Kirkland & Ellis restructuring partner Jonathan Henes had his qualms about waking up federal bankruptcy court judge Prudence Beatty's pregnant clerk at 10 p.m. on a Sunday in late February. But he had no choice: Henes had just reached a deal with three banks that would stop an ongoing trial in its tracks. The deal would provide his client, Solutia Inc., with the funding it needed to exit bankruptcy, and with the financing deadline just a few days away, he needed to cancel the next day's closing arguments and make sure the judge was available for a Tuesday hearing on the proposed settlement.
A month earlier, the banks-Citigroup Global Markets Inc., Goldman Sachs Credit Partners LP, and Deutsche Bank Securities Inc.-had claimed that an adverse market condition clause in the commitment letter with Solutia permitted them to walk away from a $2 billion financing agreement, prompting Solutia to file suit [see Big Suits, page 49]. The following two weeks of expedited discovery generated more than 3 million documents and 20 depositions.
Judge Beatty had been pushing hard for a deal. As trial testimony came to a close at 9 p.m. Saturday, Solutia CEO Jeffry Quinn told Henes to contact his counterpart at Skadden, Arps, Slate, Meagher & Flom. Henes jumped in a cab and sped from lower Manhattan to Skadden's Times Square office but ended up talking on his cell phone to restructuring partner Jan Baker from outside the building. Rather than meet that night, the two agreed to convene their teams at Kirkland the next day.
By the end of the Sunday negotiating session, Henes's team had convinced the banks to drop their claim. According to Skadden lawyers, new terms in the lending agreement satisfied the banks that they would be able to find buyers for Solutia debt on the secondary market.
But even after reaching a deal with the banks, Henes's job wasn't done. His team still had to get Solutia's creditors and equity committees to sign on. It wasn't until the moment Judge Beatty walked into her courtroom Tuesday morning that Henes got the final clearance from the creditors-and the judge's approval.
Then, after a celebratory lunch, Henes headed back to the office to learn that he had still more work to do. Skadden corporate partner Seth Jacobson called and asked if Henes, who had led the Solutia bankruptcy team for four years, would close the deal.
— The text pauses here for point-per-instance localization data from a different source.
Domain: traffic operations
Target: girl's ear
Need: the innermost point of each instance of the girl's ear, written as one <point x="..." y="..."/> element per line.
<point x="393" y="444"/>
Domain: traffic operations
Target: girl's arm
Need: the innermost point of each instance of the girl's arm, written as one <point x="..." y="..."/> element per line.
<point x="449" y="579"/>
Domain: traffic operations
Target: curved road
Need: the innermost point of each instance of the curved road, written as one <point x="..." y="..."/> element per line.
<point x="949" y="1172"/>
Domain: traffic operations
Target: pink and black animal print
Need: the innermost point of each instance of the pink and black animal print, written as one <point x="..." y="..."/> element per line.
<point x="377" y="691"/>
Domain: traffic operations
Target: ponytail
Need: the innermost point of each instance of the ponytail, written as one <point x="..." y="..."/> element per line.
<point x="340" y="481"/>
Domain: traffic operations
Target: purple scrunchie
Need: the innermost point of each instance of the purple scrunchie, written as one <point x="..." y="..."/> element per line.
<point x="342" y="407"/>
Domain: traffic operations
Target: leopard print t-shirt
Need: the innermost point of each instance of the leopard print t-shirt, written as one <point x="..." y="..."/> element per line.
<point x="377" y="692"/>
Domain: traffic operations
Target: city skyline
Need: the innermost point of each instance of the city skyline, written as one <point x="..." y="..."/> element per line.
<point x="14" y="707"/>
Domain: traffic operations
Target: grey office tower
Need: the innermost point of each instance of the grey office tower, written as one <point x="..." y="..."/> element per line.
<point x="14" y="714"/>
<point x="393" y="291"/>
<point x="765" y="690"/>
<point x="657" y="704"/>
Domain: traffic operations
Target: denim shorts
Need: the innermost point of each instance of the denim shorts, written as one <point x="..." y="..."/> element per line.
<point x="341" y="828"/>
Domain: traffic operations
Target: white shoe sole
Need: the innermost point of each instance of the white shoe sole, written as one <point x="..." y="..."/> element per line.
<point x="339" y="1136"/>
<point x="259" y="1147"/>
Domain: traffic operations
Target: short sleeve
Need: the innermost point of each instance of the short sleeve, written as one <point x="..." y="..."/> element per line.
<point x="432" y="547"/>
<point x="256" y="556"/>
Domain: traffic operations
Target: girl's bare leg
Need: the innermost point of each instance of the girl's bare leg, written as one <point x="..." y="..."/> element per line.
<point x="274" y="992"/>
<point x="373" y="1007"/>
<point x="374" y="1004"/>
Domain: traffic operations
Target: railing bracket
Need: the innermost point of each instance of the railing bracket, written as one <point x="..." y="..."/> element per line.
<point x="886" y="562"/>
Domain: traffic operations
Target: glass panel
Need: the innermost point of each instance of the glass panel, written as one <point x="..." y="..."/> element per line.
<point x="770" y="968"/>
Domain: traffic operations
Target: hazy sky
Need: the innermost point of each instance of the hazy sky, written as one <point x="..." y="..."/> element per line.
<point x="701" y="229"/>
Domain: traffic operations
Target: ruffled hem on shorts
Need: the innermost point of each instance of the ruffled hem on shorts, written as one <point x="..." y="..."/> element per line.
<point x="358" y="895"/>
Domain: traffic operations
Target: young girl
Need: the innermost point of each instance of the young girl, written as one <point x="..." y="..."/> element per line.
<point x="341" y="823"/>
The next two days were a whirlwind. On Thursday at 3 a.m. the financing deal was completed-in time for money to be sent to Solutia's European outposts during European business hours. The money finally flowed into Solutia's coffers at 5:30 Thursday morning.
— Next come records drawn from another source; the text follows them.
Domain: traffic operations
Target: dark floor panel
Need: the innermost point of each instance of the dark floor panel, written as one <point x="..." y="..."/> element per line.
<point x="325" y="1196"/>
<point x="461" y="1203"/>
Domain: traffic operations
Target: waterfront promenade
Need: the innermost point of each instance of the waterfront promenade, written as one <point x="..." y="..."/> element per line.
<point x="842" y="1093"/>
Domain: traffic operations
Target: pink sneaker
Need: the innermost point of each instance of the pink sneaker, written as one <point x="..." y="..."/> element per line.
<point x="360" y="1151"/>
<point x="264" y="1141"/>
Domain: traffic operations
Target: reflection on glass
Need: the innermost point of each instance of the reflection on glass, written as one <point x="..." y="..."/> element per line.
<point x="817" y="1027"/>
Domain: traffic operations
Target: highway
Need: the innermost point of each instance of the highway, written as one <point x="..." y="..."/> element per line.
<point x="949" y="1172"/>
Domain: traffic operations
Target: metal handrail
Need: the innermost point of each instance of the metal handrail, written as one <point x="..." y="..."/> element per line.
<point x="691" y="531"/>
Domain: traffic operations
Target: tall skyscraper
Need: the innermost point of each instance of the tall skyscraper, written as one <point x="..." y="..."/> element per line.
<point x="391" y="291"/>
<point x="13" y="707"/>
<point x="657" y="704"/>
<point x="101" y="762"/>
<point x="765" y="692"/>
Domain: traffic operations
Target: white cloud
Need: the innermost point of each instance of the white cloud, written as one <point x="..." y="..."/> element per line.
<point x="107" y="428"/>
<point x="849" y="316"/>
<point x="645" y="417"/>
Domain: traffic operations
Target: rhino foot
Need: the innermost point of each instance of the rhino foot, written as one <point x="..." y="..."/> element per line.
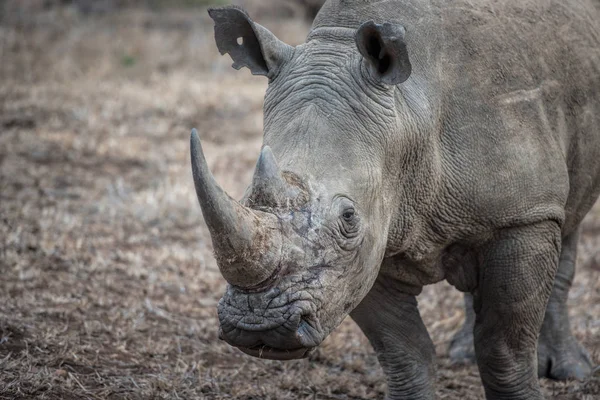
<point x="566" y="361"/>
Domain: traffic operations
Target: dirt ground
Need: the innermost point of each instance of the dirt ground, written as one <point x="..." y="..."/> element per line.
<point x="108" y="286"/>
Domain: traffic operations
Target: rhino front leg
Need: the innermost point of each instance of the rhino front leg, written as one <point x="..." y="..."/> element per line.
<point x="392" y="323"/>
<point x="515" y="282"/>
<point x="560" y="356"/>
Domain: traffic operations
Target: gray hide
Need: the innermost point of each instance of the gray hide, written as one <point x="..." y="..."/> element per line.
<point x="408" y="142"/>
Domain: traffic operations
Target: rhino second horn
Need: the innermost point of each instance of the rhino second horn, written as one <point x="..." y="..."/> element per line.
<point x="247" y="243"/>
<point x="269" y="187"/>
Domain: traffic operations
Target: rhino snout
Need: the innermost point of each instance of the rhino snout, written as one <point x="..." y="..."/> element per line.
<point x="271" y="324"/>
Lawyers from both sides say they are still stunned that they pulled off a deal that met with the approval of so many constituencies so quickly. But Henes, who likens that last push to a Hail Mary in a football game, says that after years of working on Solutia's restructuring plan, lawyers received an adrenaline kick from the last-minute trial.
"We had done all this work to get there," says Henes. The end almost "seemed a little anticlimactic."